We offer a range of employee share schemes including Enterprise Management Incentives (EMI), Company Share Option Plans (CSOP), Share Incentive Plans (SIP), and Save As You Earn (SAYE) schemes. We also provide guidance on non-approved schemes like Growth Shares, Restricted Stock Units (RSUs), and Employee-Owned Trusts (EOTs).

EMI schemes offer significant tax advantages. Employees do not pay income tax or National Insurance Contributions (NICs) on the grant or exercise of options if granted at market value. Capital Gains Tax (CGT) is reduced to 10% if shares are held for over two years.

CSOPs are generally more flexible and can be used by larger companies. Unlike EMI, CSOP options must be held for at least three years to qualify for tax benefits. Both schemes provide no income tax or NICs on the grant or exercise of options, but CSOPs have a lower individual limit of £60,000 compared to EMI’s £250,000.

SIPs allow employees to receive shares directly. The main tax benefit is that no income tax or NICs are payable if shares are held for at least five years. Additionally, no CGT is due on disposal if shares are sold directly from the SIP.

In the SAYE scheme, employees save a fixed amount monthly for three or five years, then use these savings to buy shares at a discounted price. No income tax or NICs are due on the discount, and CGT is only payable on gains when shares are sold.

EMI schemes are designed for SMEs with fewer than 250 employees and gross assets not exceeding £30 million. Employees must work at least 25 hours per week or 75% of their working time and hold less than 30% of the company's shares.

Growth Shares are a type of non-approved scheme where shares are issued at a hurdle price and gain value only if the company's value exceeds this threshold. This aligns employee incentives with the company’s performance.

Each scheme has specific compliance requirements. EMI schemes require registration and annual reporting to HMRC. SIPs and SAYE schemes also require annual reporting and detailed record-keeping.

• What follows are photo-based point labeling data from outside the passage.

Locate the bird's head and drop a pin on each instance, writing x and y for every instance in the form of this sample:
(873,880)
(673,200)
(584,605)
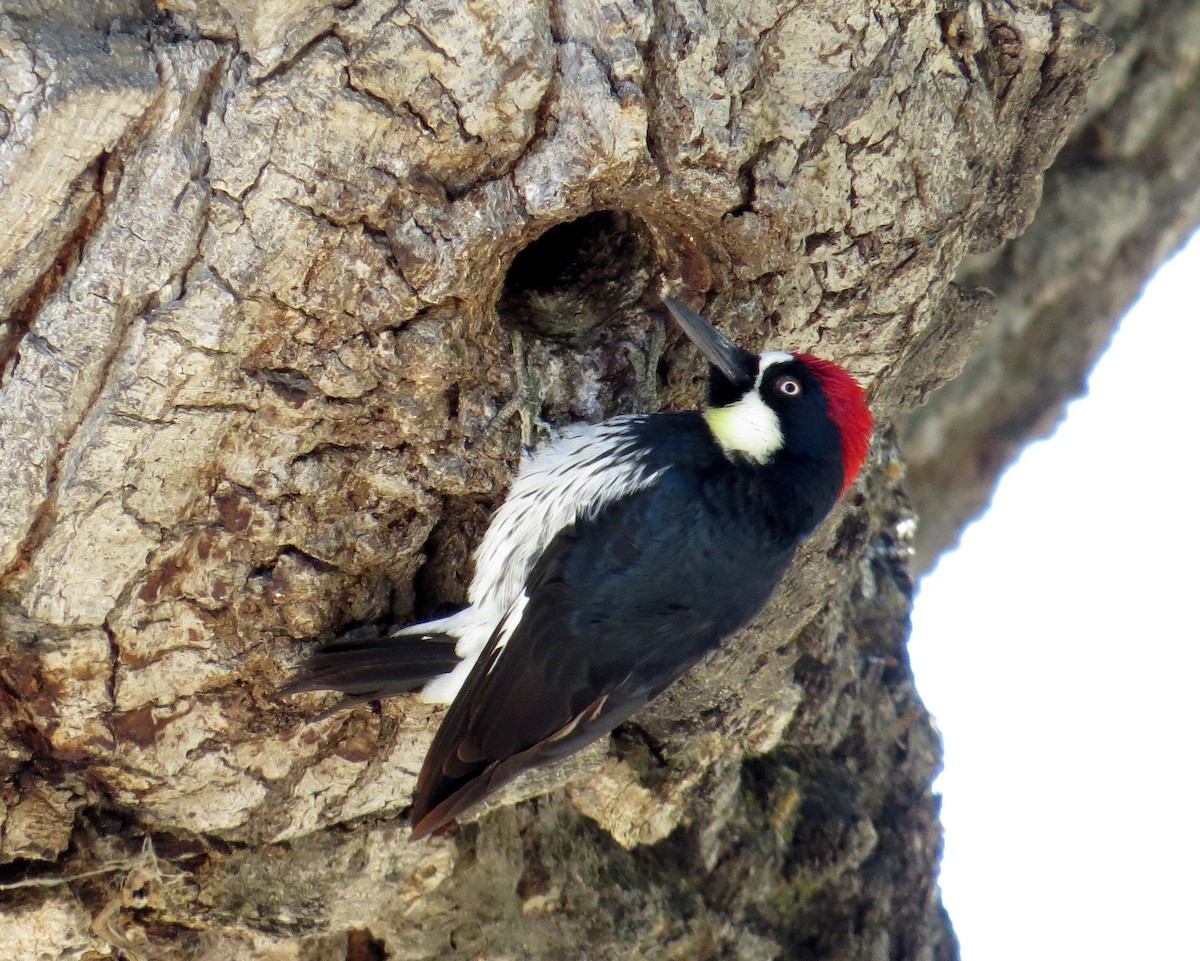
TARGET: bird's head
(761,406)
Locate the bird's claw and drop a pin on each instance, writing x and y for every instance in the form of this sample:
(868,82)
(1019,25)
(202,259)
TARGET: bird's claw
(531,392)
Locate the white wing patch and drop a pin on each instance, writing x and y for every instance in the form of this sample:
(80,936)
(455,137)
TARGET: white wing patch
(573,479)
(587,468)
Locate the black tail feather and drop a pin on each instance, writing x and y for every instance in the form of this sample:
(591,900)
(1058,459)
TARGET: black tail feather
(367,664)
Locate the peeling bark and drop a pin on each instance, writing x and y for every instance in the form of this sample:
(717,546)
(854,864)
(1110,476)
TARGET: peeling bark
(259,310)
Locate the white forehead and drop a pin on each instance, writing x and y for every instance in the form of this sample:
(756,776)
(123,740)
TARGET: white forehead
(768,360)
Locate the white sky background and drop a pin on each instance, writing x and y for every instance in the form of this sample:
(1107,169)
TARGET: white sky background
(1060,649)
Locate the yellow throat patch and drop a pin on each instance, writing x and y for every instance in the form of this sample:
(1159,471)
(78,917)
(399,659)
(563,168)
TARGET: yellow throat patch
(748,427)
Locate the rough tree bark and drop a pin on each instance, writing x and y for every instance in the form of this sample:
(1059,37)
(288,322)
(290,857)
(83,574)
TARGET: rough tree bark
(262,265)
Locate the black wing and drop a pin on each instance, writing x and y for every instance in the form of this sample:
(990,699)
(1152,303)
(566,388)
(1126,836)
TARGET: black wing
(618,607)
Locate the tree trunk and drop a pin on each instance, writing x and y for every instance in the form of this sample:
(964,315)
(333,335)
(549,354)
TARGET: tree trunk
(262,266)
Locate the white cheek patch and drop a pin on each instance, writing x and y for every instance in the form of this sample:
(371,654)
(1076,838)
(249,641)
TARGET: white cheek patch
(749,427)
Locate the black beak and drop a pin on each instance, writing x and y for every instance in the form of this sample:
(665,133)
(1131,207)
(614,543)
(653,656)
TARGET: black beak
(739,366)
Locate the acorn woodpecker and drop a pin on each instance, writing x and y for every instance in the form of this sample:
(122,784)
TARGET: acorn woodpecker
(624,552)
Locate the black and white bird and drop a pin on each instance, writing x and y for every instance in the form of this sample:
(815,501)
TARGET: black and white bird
(624,552)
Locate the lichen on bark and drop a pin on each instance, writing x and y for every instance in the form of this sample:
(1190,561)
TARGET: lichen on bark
(259,299)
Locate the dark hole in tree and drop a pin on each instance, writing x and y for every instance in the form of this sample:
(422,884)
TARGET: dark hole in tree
(579,275)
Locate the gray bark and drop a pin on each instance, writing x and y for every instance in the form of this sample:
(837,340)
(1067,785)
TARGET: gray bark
(255,268)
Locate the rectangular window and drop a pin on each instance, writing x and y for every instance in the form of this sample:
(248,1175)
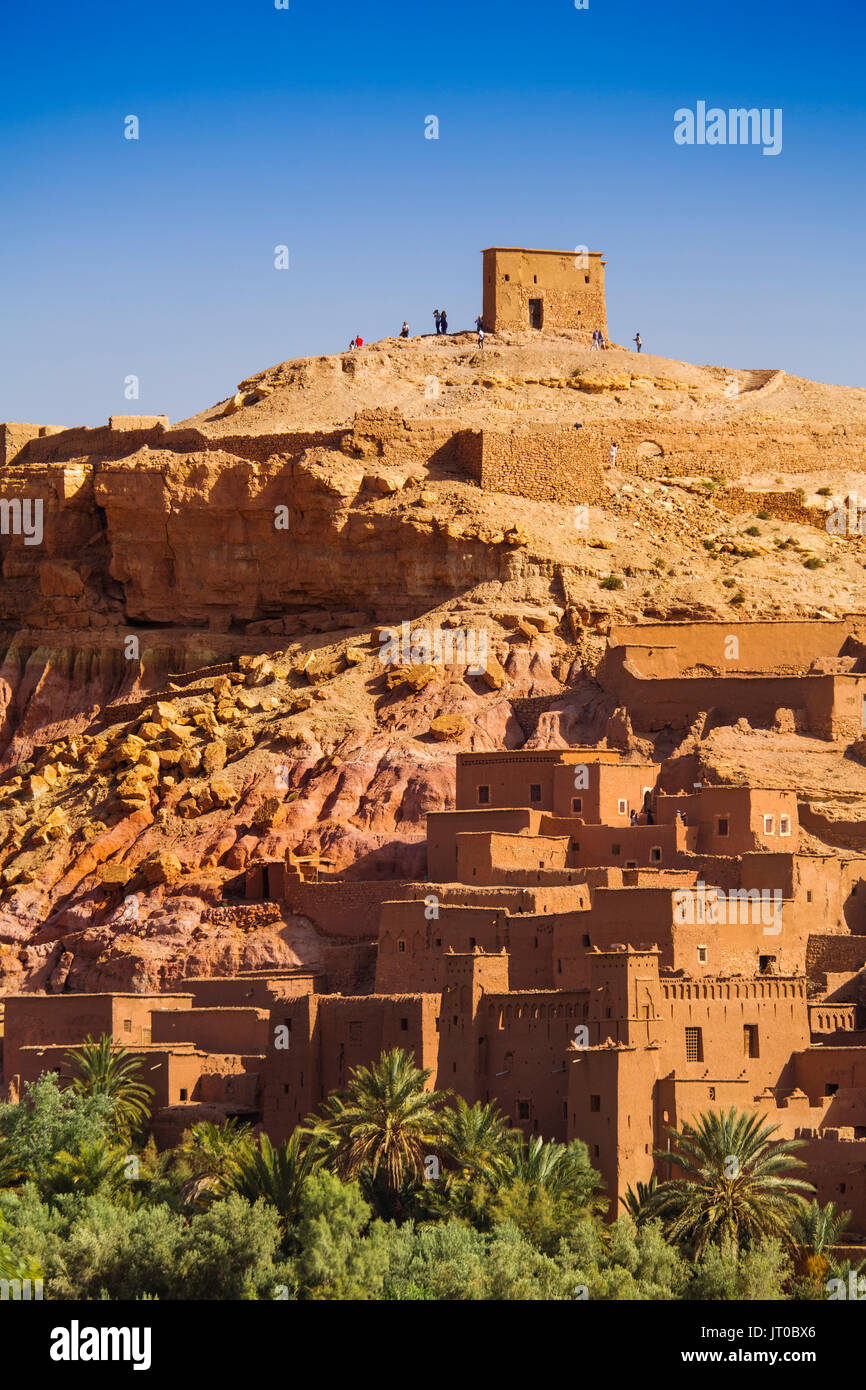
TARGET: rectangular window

Non-approved schemes like Growth Shares and RSUs involve internal compliance and reporting taxable benefits.

Employees must report benefits from share schemes on their Self-Assessment tax return. EMI and CSOP benefits are usually reported under capital gains, while SIP withdrawals and SAYE gains are reported under income or capital gains, depending on the holding period.

Employee share schemes help attract and retain top talent, align employee interests with company performance, enhance employee engagement, and offer tax-efficient rewards. They are crucial for fostering a motivated and committed workforce.

An employee share scheme is a structured plan that allows employees to acquire shares or share options in the company they work for. This gives staff a financial stake in the business and aligns their interests with long-term company success.

The purpose of an employee share scheme is to reward and retain talent, increase employee engagement, and drive company growth. By giving employees ownership or potential ownership, businesses motivate staff, strengthen loyalty, and often benefit from significant tax advantages.